Whether or not the vertebrate head is fundamentally segmented has been controversial for over 150 years. Beginning in the late 19th century, segmentalist theories proposed that the vertebrate head evolved from an amphioxus-like ancestor in which mesodermal somites extended the full length of the body with remnants of segmentation persisting as the mesodermal head cavities of sharks and lampreys. Antisegmentalists generally argued either that the vertebrate ancestors never had any mesodermal segmentation anteriorly or that they lost it before the origin of the vertebrates; in either case, the earliest vertebrates had an unsegmented head and the embryonic cranial mesoderm of vertebrates is at best pseudo-segmented, evolving independently of any pre-vertebrate segmental pattern. Recent morphologic studies have generally confirmed the accuracy of the major classical studies of head development in lampreys and sharks, yet disagree with their theoretical conclusions regarding the evolution of head segmentation. Studies of developmental genes in amphioxus and vertebrates, which have demonstrated conservation of the mechanisms of anterior-posterior patterning in the two groups, have shed new light on this controversy. Most pertinently, some homologs of genes expressed in the anterior amphioxus somites, which form as outpocketings of the gut, are also expressed in the walls of the head cavities of lampreys, which form similarly, and in their major derivatives (the velar muscles) as well as in the eye and jaw muscles of bony gnathostomes, which derive from unsegmented head mesoderm. These muscles share gene expression with the corresponding muscles of the shark, which derive from the walls of head cavities that form, not as outpocketings of the gut, but as secondary cavities within solid blocks of tissue. While molecular data that can be compared across all the relevant taxa remain limited, they are consistent with an evolutionary scenario in which the cranial paraxial mesoderm of the lamprey and shark evolved from the anterior somites of an amphioxus-like ancestor. Although, bony vertebrates have lost the mesodermal head segments present in the shark and lamprey, their remnants persist in the muscles of the eye and jaw.
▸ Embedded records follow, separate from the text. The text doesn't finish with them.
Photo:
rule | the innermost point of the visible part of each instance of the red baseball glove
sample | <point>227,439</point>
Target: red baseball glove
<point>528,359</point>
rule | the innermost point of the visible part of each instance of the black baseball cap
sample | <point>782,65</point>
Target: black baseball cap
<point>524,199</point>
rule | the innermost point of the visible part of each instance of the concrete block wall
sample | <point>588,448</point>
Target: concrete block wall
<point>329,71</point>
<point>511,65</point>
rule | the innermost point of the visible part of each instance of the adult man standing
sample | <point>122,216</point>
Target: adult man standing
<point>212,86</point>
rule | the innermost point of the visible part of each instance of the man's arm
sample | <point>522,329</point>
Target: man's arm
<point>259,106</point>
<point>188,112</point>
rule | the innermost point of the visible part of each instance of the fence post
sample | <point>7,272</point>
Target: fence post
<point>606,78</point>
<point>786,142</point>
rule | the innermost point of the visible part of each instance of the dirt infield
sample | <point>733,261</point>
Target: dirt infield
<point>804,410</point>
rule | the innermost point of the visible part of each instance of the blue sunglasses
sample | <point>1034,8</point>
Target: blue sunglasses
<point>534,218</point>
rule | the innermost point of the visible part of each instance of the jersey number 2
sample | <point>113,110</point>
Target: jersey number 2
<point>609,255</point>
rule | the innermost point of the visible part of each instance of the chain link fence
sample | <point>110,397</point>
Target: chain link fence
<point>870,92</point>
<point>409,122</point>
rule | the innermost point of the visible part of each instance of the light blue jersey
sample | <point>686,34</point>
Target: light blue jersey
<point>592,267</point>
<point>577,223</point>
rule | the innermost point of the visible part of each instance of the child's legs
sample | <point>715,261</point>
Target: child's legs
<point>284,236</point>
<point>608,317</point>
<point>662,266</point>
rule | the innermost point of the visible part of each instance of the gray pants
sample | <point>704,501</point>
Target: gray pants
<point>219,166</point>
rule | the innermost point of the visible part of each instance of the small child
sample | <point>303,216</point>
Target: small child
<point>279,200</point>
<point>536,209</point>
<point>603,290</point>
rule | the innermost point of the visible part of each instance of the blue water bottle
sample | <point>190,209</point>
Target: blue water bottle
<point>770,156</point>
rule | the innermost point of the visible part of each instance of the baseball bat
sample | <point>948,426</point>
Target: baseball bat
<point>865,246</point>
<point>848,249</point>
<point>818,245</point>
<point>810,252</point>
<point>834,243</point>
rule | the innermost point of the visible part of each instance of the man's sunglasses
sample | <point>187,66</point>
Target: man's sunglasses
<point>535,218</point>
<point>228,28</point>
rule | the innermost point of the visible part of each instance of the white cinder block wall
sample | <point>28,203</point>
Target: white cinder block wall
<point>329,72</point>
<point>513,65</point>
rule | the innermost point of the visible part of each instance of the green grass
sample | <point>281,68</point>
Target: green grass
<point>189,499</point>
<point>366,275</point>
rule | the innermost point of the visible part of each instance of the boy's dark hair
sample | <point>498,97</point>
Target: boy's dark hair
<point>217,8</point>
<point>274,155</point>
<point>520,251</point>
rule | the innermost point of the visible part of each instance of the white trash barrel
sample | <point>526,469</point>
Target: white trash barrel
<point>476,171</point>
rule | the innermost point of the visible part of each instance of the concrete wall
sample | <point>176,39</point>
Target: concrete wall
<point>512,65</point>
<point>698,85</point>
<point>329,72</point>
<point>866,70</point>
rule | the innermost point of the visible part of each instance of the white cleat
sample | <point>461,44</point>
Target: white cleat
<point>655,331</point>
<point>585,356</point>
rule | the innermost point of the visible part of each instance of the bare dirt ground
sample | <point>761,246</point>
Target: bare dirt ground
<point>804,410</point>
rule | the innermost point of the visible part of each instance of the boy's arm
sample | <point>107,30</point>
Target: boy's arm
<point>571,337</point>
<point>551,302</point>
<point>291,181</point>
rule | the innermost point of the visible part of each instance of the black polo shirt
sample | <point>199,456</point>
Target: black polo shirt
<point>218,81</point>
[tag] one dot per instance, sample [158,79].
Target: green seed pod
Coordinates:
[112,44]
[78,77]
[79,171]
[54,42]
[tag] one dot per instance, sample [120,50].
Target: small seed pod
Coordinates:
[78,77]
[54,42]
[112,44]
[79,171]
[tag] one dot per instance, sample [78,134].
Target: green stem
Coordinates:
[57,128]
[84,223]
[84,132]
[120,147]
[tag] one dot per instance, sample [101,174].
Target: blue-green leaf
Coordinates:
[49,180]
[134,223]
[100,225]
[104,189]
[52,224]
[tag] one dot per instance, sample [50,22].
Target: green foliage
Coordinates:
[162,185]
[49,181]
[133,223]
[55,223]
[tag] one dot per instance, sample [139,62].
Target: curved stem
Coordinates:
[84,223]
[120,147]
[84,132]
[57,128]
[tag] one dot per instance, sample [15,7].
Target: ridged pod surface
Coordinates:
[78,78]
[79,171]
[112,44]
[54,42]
脊椎动物的头部是否从根本上分段已经争论了 150 多年。从 19 世纪末开始,分段论者提出脊椎动物的头部是从文昌鱼样的祖先进化而来的,在文昌鱼样的祖先中,中胚层体节延伸到身体的全长,分段的残余物作为鲨鱼和七鳃鳗的中胚层头部腔 persists。反分段论者通常认为脊椎动物的祖先在前面没有任何中胚层分段,或者它们在脊椎动物起源之前就失去了它;在任何一种情况下,最早的脊椎动物都没有分段的头部,脊椎动物的胚胎颅中胚层充其量是假分段的,独立于任何前脊椎动物的分段模式进化。最近的形态学研究普遍证实了文昌鱼和鲨鱼头部发育的主要经典研究的准确性,但不同意它们关于头部分段进化的理论结论。文昌鱼和脊椎动物发育基因的研究表明,两组动物的前后模式形成机制是保守的,这为这场争论带来了新的曙光。最相关的是,一些在文昌鱼前体节中表达的基因的同源物,这些基因形成了肠道的外分泌体,也在七鳃鳗的头部腔壁中表达,这些腔壁也以类似的方式形成,以及在它们的主要衍生物(帆状肌肉)以及硬骨颌骨动物的眼睛和颌骨肌肉中表达,这些肌肉是由不分节的头部中胚层衍生而来的。这些肌肉与鲨鱼的相应肌肉具有相同的基因表达,而鲨鱼的肌肉则来自于不是肠道外分泌体形成的头部腔壁,而是组织块中的次生腔。虽然可以在所有相关分类群中比较的分子数据仍然有限,但它们与一个进化情景一致,即七鳃鳗和鲨鱼的颅轴中胚层是从文昌鱼样祖先的前体节进化而来的。尽管硬骨脊椎动物失去了鲨鱼和七鳃鳗中存在的中胚层头部节段,但它们的残余物存在于眼睛和颌骨的肌肉中。